RePOSE

Feb 2022

Wufei Ma
Purdue University

Abstract

Paper reading notes for RePOSE: Fast 6D Object Pose Refinement via Deep Texture Rendering [1].

In this work, the authors presented RePOSE, a fast iterative refinement method for 6D object pose estimation. RePOSE leverages image rendering for fast feature extraction using a 3D model with a learnable texture. The deep texture rendering uses a shallow multi-layer perceptron to directly regress a view-invariant image representation of an object. They also utilized differentiable LM optimization to refine a pose by minimizing the distance between the input and rendered image representations and showed that the LM algorithm converges within few iterations. RePOSE runs at 92 FPS and achieves state-of-the-art performance on the Occlusion LineMOD dataset.

RePOSE

Given an input image $\mathbf{I}$, RePOSE extracts a feature $\mathbf{F}_\text{inp}$ from image $\mathbf{I}$ using a CNN $\Phi$. Then we refine the initial pose estimate $\mathbf{P}_\text{ini} = \Omega(I)$ where $\Omega$ is any pose estimation method like PVNet and PoseCNN in real time using differentiable LM optimization.
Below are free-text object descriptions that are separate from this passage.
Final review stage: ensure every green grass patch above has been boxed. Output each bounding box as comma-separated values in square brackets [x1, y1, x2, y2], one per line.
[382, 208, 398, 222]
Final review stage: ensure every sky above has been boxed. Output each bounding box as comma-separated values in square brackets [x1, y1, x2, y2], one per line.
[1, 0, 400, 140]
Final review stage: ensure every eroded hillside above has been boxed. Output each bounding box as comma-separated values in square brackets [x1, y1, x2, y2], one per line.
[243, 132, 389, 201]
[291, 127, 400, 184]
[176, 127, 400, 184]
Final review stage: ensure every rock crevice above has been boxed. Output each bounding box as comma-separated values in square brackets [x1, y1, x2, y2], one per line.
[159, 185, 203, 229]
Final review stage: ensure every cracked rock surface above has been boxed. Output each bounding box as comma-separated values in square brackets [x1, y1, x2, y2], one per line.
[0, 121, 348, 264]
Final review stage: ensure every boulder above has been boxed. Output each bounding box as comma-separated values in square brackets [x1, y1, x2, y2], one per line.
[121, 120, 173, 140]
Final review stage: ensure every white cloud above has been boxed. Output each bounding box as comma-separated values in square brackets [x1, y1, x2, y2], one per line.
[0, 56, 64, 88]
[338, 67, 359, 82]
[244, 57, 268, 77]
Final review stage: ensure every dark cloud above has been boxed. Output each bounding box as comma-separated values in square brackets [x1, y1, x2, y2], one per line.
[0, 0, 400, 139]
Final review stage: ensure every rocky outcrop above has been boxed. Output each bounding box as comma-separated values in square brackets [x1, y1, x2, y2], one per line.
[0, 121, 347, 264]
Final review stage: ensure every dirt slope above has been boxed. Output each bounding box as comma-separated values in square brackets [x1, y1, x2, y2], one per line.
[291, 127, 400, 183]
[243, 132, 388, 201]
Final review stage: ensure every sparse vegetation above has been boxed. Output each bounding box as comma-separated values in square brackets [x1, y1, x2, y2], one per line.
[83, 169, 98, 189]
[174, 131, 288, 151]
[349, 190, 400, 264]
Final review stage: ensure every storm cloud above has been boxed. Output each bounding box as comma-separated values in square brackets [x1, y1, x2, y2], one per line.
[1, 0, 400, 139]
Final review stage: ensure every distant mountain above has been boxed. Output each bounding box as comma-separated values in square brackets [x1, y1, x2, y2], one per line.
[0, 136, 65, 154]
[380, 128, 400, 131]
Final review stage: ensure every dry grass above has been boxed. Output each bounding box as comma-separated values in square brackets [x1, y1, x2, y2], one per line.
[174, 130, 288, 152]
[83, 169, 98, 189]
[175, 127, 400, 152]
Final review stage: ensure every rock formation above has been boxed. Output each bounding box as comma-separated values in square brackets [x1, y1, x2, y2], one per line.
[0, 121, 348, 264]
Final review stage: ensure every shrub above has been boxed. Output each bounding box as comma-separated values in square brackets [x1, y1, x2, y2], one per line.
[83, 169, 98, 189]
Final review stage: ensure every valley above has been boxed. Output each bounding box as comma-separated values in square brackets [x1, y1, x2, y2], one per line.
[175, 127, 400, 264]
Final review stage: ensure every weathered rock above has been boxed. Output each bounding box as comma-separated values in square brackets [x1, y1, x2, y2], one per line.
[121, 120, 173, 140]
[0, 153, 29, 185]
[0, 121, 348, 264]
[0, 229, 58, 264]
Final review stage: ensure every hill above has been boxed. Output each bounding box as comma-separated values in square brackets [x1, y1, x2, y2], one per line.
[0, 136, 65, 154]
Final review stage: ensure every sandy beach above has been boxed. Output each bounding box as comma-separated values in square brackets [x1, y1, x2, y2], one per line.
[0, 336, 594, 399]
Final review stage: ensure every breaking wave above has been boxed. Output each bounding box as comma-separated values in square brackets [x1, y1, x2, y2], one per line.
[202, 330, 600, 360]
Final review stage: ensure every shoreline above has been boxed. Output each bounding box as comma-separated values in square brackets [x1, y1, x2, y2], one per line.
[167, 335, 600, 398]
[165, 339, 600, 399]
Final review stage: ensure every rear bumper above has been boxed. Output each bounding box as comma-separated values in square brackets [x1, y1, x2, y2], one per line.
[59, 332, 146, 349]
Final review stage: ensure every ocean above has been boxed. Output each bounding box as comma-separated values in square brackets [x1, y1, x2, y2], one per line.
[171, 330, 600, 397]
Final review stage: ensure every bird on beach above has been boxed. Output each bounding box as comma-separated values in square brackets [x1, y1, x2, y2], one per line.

RePOSE renders the template 3D model with learnable deep textures in pose $\mathbf{P}$ to extract features $\mathbf{F}_\text{rend}$. The pose refinement is performed by minimizing the distance between $\mathbf{F}_\text{inp}$ and $\mathbf{F}_\text{rend}$.

Feature extraction. A U-Net architecture is used for the CNN $\Phi$ and the decoder outputs a deep feature map $\mathbf{F}_\text{inp} \in \mathbb{R}^{w \times h \times d}$ for every pixel in $\mathbf{I}$. The authors also found $d=3$ to be optimal.

Template 3D Model Rendering. The template 3D model $\mathcal{M}$ with pose $\mathbf{P} = \{ \mathbf{R}, \mathbf{t} \}$ is projected to 2D to render the feature $\mathbf{F}_\text{rend}$. Let the template 3D model $\mathcal{M} = \{ \mathcal{V}, \mathcal{C}, \mathcal{F}\}$ be represented by a triangular watertight mesh consisting of $N$ vertices $\mathcal{V} = \{V_n\}_{n=1}^N$ where $V_n \in \mathbb{R}^3$, faces $\mathcal{F}$ and deep features $\mathcal{C} = \{C_n\}$ for $C_n \in \mathbb{R}^d$. The vertex $V_n$ are mapped to $v_n \in \mathbb{R}^2$ using \[ v_n = \pi(V_n \mathbf{R}^\top + \mathbf{t}^\top) \] and the rendered feature at pixel location $(x, y)$ is a linear combination of the deep features in the triangular face \[ \mathbf{F}_\text{rend}(x, y) = \sum_{i=1}^3 w_n^i C_n^i \] The authors' custom implementation of the renderer takes less than 1ms to render $\mathbf{F}_\text{rend}$.

LM optimization. The optimal pose $\hat{\mathbf{P}}$ is caluclated by minimizing the L2 distance between $\mathbf{F}_\text{inp}$ and $\mathbf{F}_\text{rend}$. \[ \begin{cases} \Delta \mathbf{P} & = (\mathbf{J}^\top(\mathbf{e})\mathbf{J} + \lambda \mathbf{I})^{-1}\mathbf{J}^\top(\mathbf{e})\mathbf{e} \\ \mathbf{P}_{i+1} & = \mathbf{P}_i + \Delta\mathbf{P} \end{cases} \] The loss function includes the ADD(-S) score \[ \mathcal{L}_\text{ADD(-S)} = S_\text{ADD(-S)}(\mathbf{P}, \mathbf{P}_\text{gt}) \] and a loss function to ensure the objective is minimized when the pose $\mathbf{P}$ is equal to $\mathbf{P}_\text{gt}$ \[ \mathcal{L}_\text{diff} = \sum_k \lVert \mathbf{F}_\text{inp} - \Psi(\mathbf{P}_\text{gt}, \mathcal{M}) \rVert^2 \]

Results

Qualitative results of RePOSE on the Occlusion LineMOD dataset.

Quantitative reuslts of RePOSE on the LineMOD dataset.

References

[1] S. Iwase, X. Liu, R. Khirodkar, R. Yokota, K. Kitani. RePOSE: Fast 6D Object Pose Refinement via Deep Texture Rendering. In ICCV, 2021.